Sunday, August 22, 2010
To every thing there is a season, and a time to every purpose under the heaven
Here are my grandchildren, Taylor, 8, Bryan, 3 and little Trystyn, 3 weeks.
It is another changing of the seasons for me. For more on the subject of change and children, I like this blog, and this post in particular;
It captivated me, and now I am looking at things with new glasses, as they say. Or, I just cleaned the old ones.
I had reached what I thought of as a breaking point. The year has been full of disappointments, crisis, and turmoil, from the small things, like the shower head breaking off, to large things, like car accidents. I began to feel overwhelmed, and getting angry. To those that know me, anger is an old friend of mine. We used to hang out a lot, and did a lot of things together that I would like to forget. Sadly, since I cannot erase memories, I am stuck with my past. And that is the problem.

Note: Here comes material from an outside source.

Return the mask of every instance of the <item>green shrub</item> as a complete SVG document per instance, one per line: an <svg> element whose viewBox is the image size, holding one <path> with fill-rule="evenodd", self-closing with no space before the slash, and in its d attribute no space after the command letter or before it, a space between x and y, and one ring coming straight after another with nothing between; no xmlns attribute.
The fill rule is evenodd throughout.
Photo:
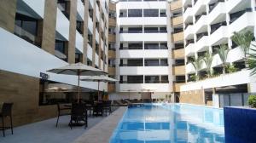
<svg viewBox="0 0 256 143"><path fill-rule="evenodd" d="M256 108L256 95L250 95L248 98L248 105L253 108Z"/></svg>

I teach and work with angry people. For some, it is the only ready and safe emotion to deal with an unfair hand in life. schizophrenic, bipolar, paranoid- life isn't fair for my people. And, the system isn't fair, not at all. You become a prisoner of your own illness. To make it more interesting, lets confine you to a facility and staff it with people that almost have as much trouble as you do relating and have little to no sympathy or compassion as the years in 'the business' roll on. So, anger is there.....
I can relate to my angry people. I get angry so easy, I try to not let me go there. It is like an alcoholic, when you get a taste you want more! I am an anger junkie. Every now and then I fall off the wagon. I get mean, I get snotty, I get downright near violence. I want to right my perceived wrongs in the old way, by beating on somebody or something. It is intoxicating! And, the wrong season...
I was angry because I never developed mature outlets for my emotions. A man of extremes, I either let go what I shouldn't have, or ran with the things I should have let go. My frustration and sense of helplessness nearly drove me to other aids, such as drink, drugs and other risky behaviours. Instead, I found anger, and a mean, mean pride. I became a jerk, in short. It took a lot to overcome. Well, actually, not at all!!! I just hit rock bottom, and while stuck in a hospital for a week with no pain pills (liver acting up) and unable to move without severe pain, I lay awake for nearly 48 hours, unable to sleep. I had plenty of time to think and reflect. It was a tempering, and I came thru it a different person.
I spend a great deal of time trying to make up to my children what I consider was a crappy childhood. They moved a lot, and we never had much. They all say they thought it was great, and I got mad a lot, but I was an OK father. OK....I wish I could have been a great dad. If there is a lesson to be learned here, it is that there is always a lesson to be learned...
Well, now my children have children. The little darlings tear up my house and run amok regularly, just like my little ones used to do! In this season, I want to be able to realize the vision I always had but never seemed to be able to grasp, to be the man I always wanted to be. I have to start at home, and I hope that parents will join me in making a safe, happy place for kids, all kids. Children should always have our love, regardless.